Most strokes can be prevented if you follow a healthy lifestyle. This includes an optimal eating plan to maintain a healthy weight, exercising regularly, reducing your stress levels, limiting your alcohol intake, refraining from smoking, and managing conditions such as high blood pressure, atrial fibrillation (a type of abnormal heart rhythm), diabetes, and high cholesterol.

There are, however, also risk factors that you cannot prevent. These include the following:

  • Ageing
    You are more at risk as you grow older.

  • Your sex
    Women’s risk increases after menopause.

  • Family history
    Your risk of a stroke could be higher if the men in your direct family — father or brother — suffered a stroke before the age of 55, or your mother or sister before the age of 65.

  • Genetics
    Inherited high blood pressure and cholesterol, clotting disorders and other genetic conditions may put you at a higher risk of a stroke.

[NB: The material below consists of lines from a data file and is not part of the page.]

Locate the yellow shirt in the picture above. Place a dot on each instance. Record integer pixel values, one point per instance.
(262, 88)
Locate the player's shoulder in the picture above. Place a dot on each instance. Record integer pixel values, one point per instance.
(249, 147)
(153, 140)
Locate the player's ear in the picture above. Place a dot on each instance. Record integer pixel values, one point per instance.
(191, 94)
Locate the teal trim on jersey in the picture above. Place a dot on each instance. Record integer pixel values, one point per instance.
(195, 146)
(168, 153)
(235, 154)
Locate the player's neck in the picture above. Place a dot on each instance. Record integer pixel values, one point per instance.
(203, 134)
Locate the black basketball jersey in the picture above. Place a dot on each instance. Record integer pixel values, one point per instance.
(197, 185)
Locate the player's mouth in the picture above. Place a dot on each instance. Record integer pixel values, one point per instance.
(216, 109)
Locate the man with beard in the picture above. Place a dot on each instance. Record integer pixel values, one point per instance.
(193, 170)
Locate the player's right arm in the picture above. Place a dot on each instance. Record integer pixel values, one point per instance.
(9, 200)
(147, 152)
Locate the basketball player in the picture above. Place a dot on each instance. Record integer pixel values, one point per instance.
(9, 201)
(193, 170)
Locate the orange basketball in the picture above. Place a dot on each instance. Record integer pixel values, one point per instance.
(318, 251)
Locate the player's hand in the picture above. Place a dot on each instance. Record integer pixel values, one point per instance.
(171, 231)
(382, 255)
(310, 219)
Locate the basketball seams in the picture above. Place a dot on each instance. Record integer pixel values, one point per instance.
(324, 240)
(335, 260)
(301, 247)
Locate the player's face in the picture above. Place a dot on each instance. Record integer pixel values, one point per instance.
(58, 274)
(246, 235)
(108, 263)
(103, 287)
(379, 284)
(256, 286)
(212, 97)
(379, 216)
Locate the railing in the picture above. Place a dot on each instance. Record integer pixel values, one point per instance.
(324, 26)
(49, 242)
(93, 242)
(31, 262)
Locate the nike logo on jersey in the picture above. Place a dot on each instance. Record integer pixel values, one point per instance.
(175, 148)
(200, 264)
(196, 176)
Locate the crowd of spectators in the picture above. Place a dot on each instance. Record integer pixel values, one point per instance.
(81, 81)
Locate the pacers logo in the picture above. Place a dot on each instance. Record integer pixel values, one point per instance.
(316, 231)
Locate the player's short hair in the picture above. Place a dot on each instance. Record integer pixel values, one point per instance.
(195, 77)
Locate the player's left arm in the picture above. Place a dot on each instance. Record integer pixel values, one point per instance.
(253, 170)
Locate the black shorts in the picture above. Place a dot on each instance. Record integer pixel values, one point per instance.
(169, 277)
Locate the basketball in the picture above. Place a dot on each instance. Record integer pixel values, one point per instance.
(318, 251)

Are there different types of strokes?

There are two kinds of strokes - ischaemic (a clot) and haemorrhagic (a bleed):

  • Ischaemic stroke (clot)
    This is the most common type of stroke, making up about 85% of all strokes. It happens when a major blood vessel in the brain is blocked, either by a blood clot, or by a build-up of fatty deposits and cholesterol known as plaque.

  • Haemorrhagic stroke (bleed)
    This occurs when a blood vessel in the brain bursts, spilling blood into nearby tissue. With a haemorrhagic stroke, pressure builds up in the nearby brain tissue, causing damage and irritation.